I don't really take what the guy says too seriously. He doesn't play any instrument and this whole arguement took place after I tried to talk to him about simple song structure. This was all just a long way of saying that Malmsteen and neoclassical in general is NOT boring.
#60
Personaly i think the old stuff from Malmsteen aint booring, but the new stuff from him sound repetitive and booring...
#61
For me this kind of guitar playing is as interesting as watching somebody doing a trick like juggeling with chainsaws. I can't do it myself and I never will, but I don't care.
#62
I love HellToKitty's comment. Sorry, I'll be stealing that analogy in my own conversations. I agree 100%. As a player I find the "shed faster than lightning" thing is amazing for a few minutes, then I am bored. Ask people who are not musicians and I think you will find they are bored with it from the first solo. They don't get how difficult it is (and it definitely is) and they don't care. When you are trying to cram 32nd notes into every measure it's all about technique (great as it is) and not about interacting with the other musicians and creating a unified sound. The emotion angle discussed here is relevant when you accept that it's not the emotion you feel when playing that matters as much as the emotion your playing conveys and moves the listener. There are players whose songs and playing can change my emotional state (happy, sad, introspective etc.) when I listen to them. Shedders generally make me say WOW! That's amazing!.. and then I move on.
Last edited by Rickholly74 at Oct 16, 2014,
#63
Imagine being at a concert of his and not really into guitar, after 5 mins you'd be wanting to leave. Although he does try to put on a show I guess. I can't say much bad about him, he was a major influence on thousands of players with his unique style. Sure you say, I could practice that technique/sound/style and get it better than him eventually, a ridiculous statement when you figure he invented the technique, sound, style.
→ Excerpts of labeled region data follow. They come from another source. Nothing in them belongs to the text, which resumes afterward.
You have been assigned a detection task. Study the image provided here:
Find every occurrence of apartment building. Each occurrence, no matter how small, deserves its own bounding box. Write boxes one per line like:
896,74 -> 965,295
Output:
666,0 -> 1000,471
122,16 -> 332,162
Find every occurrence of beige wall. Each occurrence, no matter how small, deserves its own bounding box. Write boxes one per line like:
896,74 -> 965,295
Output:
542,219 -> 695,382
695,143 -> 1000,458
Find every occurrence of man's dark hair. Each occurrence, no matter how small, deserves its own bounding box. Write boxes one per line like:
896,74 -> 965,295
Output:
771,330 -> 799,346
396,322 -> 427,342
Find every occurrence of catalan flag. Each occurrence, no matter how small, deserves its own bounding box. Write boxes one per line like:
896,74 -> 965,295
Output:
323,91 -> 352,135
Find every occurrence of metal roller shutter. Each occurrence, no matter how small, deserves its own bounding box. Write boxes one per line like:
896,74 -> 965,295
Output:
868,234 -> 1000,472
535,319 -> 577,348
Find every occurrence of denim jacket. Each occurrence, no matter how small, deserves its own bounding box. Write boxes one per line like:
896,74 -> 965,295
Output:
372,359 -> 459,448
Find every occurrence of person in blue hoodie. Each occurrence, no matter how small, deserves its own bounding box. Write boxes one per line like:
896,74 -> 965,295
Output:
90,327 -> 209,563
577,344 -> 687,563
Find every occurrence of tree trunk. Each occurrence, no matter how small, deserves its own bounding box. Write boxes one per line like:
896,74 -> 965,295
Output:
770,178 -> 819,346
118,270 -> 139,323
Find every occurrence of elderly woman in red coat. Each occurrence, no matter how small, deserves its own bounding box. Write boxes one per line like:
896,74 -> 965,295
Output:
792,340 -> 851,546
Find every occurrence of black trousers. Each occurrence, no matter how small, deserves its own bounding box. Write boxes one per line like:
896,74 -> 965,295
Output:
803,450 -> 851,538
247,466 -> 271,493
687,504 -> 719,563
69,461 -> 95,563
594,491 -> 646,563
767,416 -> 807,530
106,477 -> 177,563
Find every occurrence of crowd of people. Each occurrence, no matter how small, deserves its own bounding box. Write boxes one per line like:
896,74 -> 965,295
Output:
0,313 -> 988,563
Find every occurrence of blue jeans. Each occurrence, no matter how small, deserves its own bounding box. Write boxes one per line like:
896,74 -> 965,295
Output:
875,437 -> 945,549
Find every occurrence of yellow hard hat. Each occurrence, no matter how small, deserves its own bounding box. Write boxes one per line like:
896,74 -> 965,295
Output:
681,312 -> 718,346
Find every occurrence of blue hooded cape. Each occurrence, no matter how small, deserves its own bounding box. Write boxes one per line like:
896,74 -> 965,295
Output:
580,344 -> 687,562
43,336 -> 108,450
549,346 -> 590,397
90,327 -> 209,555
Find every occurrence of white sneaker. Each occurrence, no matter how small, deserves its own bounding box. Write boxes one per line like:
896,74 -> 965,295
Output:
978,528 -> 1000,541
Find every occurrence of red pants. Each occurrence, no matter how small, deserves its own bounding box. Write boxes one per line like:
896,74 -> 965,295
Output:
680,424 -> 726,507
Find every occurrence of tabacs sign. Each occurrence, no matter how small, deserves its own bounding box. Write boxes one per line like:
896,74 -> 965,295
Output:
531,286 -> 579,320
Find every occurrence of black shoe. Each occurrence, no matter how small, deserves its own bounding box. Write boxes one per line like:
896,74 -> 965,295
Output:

I wish he would do some proper playing and write a good track too, but he does what he does, and is pretty successful.
#64
The name Miles Davis came up several times in this thread. Many years ago (late 60's early 70's) I went to see Miles Davis in NYC. I grew up playing trumpet though I never got good at it and had always heard about Miles being the best ever. A friend and I went to New York to see Miles. Miles had this all star band that spent most of the concert "noodling" around behind him. Miles had a microphone attached to his horn and was playing through a wah wah pedal for a great deal of the show. To say the least it was a wierd experience. We rarely saw his face because for most of the concert he played with his back to the audience. When the concert was over he just walked of stage without a word or look at the audience. One of the strangest concerts I have ever been to. People gave him a standing ovation and I'll never understand why.